Does adding more ways to earn elite status make for a “simplified” program? Delta Air Lines and its SkyMiles members are about to find out. The carrier announced significant changes for its loyalty program this week, touching on the incredibly lucrative co-brand partnerships, and possibly skewing the loyalty landscape a bit beyond that.
In many ways Delta’s adjustments follow the template laid out by American Airlines and its Loyalty Points conversion. Spend now dominates the relationship more than ever, which is of little surprise. But the company will also remove a key lounge access benefit from one of its co-brand American Express cards, putting that multi-billion dollar relationship to the test.
SkyMiles Medallion qualification changes for 2025
Ultimately, money talks with the new SkyMiles Medallion qualification rules. Medallion Qualifying Dollars (MQDs) are the only metric considered, and the number required is going up.
Moreover, the ability to skip the MQD minimums with Delta by spending more on a co-branded American Express card are shifting massively. Previously a $25,000 annual spend level was sufficient for Silver, Gold, or Platinum Medallion tiers. Now the program shifts to AmEx spend counting at $10 or $20 to 1 MQD, depending on which card is used. In the examples it shares Delta believes that the consumer spending $3,000 per month on a SkyMiles Credit Card (plus 8 r/t tickets priced at $500 and three hotel stays at $650 each) now probably belongs at the Silver Medallion level. Previously that level of credit card activity would qualify for the MQD exemption, allowing a passenger to qualify for Platinum Medallion, assuming 75,000 miles of flying through the year as well.
Loyalty on the “Travel Ribbon”
Delta will add MQD credit for hotels and rental cars booked through its portal, powered by Expedia. And the company plays up how much easier it will be to earn status with all that “other” travel spend now counting. After all, a couple hundred dollars per night here and there on hotel stays adds up in a hurry. And airlines have been talking for at least five years about capturing more of the “travel ribbon” beyond the flights. But after trying partnerships in various ways for many years this iteration appears more of a stick than a carrot.
Booking through a third party portal means foregoing (most of) the loyalty benefits that hotel and rental car programs offer. Will the business traveler who also now qualifies for hotel elite status be willing to give that up, shifting their booking to Delta/Expedia rather than a direct relationship with the hotel, often at a slightly discounted rate for loyalty program members?
Put another way, will consumers shift their loyalty to focus primarily on the airline, and pay more for that privilege?
SkyClub Access: Now with Elite Status, too
Tying elite status to spend can easily be construed as the continuation of a longstanding trend in the airline industry. Extending that to the SkyClub benefits of cobranded credit cards, however, is a very different sort of play.

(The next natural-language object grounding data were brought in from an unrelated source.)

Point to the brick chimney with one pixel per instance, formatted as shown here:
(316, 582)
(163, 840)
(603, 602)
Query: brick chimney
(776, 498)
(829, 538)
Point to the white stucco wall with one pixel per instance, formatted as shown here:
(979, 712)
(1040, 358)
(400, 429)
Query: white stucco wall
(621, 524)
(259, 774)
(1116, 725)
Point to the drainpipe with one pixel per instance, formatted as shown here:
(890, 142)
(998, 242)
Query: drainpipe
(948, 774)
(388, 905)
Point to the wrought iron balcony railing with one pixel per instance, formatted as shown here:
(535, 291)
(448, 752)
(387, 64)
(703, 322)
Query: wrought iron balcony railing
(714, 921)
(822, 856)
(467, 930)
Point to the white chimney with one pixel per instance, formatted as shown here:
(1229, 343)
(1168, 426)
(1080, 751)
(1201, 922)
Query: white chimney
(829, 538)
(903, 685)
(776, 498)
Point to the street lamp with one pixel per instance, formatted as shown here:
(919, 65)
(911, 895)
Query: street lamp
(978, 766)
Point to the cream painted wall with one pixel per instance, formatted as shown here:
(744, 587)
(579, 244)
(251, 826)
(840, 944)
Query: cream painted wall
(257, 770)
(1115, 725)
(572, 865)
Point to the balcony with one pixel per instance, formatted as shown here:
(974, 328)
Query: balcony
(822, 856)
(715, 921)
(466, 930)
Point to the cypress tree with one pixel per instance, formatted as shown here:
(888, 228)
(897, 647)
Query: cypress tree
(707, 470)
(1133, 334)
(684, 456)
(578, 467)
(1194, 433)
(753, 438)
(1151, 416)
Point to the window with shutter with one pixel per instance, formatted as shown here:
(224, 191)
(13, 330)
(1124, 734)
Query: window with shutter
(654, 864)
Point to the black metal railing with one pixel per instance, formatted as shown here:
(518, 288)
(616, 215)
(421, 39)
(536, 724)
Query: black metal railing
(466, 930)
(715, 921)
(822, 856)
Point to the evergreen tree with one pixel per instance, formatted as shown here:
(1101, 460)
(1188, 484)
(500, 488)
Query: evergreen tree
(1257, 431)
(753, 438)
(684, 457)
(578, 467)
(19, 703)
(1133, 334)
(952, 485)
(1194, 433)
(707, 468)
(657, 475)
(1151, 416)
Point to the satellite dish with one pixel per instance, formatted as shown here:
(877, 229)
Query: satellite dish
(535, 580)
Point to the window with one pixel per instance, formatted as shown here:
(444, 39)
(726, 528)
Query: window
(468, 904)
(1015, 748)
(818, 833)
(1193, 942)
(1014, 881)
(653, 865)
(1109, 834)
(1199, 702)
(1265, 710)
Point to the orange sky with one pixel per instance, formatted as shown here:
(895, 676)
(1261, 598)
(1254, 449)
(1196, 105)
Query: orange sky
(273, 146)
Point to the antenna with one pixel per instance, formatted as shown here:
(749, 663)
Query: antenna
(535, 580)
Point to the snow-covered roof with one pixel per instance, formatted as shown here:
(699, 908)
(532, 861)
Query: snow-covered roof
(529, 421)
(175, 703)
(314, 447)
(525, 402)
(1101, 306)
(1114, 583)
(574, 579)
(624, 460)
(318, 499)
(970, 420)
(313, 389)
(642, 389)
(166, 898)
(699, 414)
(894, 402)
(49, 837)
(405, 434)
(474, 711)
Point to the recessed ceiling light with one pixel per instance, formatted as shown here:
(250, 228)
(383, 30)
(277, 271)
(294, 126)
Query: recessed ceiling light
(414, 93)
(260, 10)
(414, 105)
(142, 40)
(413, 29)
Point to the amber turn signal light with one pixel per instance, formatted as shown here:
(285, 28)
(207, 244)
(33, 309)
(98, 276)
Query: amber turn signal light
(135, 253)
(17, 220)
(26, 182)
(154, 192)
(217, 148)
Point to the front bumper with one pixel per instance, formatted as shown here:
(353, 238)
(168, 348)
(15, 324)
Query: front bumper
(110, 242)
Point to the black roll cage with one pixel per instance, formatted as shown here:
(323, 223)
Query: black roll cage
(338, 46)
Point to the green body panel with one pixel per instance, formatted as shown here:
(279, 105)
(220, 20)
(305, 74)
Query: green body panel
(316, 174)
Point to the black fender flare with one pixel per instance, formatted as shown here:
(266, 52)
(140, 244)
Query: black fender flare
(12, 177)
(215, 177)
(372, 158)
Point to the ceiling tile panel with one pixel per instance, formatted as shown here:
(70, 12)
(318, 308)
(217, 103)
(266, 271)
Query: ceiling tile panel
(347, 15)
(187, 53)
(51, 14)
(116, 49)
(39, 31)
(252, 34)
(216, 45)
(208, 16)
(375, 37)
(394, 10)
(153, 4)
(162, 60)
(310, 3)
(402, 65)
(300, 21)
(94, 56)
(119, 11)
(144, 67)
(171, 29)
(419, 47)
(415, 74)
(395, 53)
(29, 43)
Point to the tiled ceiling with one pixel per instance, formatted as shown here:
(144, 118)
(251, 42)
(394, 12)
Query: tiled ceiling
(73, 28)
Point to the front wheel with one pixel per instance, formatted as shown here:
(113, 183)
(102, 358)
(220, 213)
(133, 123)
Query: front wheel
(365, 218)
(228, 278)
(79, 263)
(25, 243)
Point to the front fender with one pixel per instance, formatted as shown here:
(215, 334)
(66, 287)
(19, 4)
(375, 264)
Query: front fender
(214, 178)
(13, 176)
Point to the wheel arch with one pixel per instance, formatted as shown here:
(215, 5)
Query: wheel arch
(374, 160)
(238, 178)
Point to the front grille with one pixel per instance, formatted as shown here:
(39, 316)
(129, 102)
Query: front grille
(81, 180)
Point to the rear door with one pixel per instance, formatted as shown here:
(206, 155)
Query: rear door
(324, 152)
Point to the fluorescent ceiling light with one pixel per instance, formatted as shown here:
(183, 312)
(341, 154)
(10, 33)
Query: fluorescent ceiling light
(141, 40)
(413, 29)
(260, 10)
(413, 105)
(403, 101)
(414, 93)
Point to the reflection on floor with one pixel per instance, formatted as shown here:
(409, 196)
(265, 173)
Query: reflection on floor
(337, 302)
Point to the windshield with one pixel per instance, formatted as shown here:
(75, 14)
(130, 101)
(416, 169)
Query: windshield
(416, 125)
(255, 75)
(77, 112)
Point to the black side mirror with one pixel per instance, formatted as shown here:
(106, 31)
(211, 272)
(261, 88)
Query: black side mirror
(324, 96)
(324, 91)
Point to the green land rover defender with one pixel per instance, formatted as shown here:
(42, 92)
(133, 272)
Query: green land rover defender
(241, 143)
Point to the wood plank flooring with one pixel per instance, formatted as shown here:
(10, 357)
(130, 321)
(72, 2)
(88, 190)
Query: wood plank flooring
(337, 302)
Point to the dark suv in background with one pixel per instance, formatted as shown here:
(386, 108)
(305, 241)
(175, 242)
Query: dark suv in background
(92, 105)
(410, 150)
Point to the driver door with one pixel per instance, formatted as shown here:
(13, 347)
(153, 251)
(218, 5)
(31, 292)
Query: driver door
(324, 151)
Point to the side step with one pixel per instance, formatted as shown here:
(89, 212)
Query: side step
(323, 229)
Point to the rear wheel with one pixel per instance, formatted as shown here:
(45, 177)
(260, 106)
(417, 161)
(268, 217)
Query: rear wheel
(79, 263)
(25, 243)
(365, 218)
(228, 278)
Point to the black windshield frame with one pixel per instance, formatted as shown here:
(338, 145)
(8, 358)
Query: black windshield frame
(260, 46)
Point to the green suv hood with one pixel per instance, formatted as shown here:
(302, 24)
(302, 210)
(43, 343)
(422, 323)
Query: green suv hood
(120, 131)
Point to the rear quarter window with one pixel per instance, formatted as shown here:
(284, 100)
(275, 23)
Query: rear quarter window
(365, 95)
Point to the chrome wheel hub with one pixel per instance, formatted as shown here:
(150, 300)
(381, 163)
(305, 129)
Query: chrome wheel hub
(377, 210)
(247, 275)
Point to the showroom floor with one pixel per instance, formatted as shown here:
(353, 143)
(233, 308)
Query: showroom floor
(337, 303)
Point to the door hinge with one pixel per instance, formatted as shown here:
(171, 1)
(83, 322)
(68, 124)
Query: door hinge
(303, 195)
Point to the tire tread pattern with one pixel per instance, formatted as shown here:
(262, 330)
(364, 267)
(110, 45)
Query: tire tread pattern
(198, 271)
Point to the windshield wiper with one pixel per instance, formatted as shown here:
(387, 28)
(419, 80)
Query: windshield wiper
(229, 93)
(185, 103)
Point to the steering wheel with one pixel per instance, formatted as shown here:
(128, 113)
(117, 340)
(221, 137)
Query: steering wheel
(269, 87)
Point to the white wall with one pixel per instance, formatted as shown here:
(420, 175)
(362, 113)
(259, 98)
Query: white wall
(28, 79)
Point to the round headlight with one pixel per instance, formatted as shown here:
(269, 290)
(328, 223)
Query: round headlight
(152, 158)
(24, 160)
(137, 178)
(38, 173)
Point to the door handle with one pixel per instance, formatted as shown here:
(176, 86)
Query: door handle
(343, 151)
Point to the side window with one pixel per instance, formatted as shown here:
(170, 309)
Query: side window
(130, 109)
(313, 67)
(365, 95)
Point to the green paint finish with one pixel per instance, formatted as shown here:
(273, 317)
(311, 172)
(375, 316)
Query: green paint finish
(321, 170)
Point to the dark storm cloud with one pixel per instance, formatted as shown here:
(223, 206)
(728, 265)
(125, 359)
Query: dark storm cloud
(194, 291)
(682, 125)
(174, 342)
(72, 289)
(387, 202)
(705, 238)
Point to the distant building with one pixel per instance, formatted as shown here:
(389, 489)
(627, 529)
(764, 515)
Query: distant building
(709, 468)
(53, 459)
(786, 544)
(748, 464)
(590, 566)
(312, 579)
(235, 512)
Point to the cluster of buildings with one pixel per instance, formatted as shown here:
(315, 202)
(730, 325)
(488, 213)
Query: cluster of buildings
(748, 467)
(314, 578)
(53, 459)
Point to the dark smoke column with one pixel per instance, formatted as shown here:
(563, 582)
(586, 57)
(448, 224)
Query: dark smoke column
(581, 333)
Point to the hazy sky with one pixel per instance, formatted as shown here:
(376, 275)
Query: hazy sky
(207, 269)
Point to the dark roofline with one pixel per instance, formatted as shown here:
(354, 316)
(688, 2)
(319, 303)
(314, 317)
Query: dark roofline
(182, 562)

Starting in 2025 the Delta Platinum AmEx cards (currently ~$250 annual fee) will no longer have any access to SkyClubs as a membership perk. And for Delta Reserve (~$550/year) cardholders access will be capped to 10 visits per year. To remove that cap a member must spend $75,000 on the card in a year. The non-Delta branded AmEx Platinum cards will also see visits capped at six per year, also with the option to uncap access via spending on the card.
Passengers on basic economy tickets will lose SkyClub access via the American Express card partnership as of 1 January 2024.
These changes will undoubtedly impact the co-brand portfolio. Some travelers are likely to cancel or downgrade their Delta Platinum AmEx cards now that lounge access in no longer included. Others may upgrade to the Reserve card. Still others may shift more spend to the Reserve card to make sure they can still access the lounges.
The Delta/AmEx partnership generated $5.5 billion for the airline in 2022. That’s a massive money train to put at risk. It seems the pair have agreed paring down access to premium services and actually delivering the benefits more consistently to a smaller set of consumers will ultimately deliver better returns. Or at least that they have to give that a try.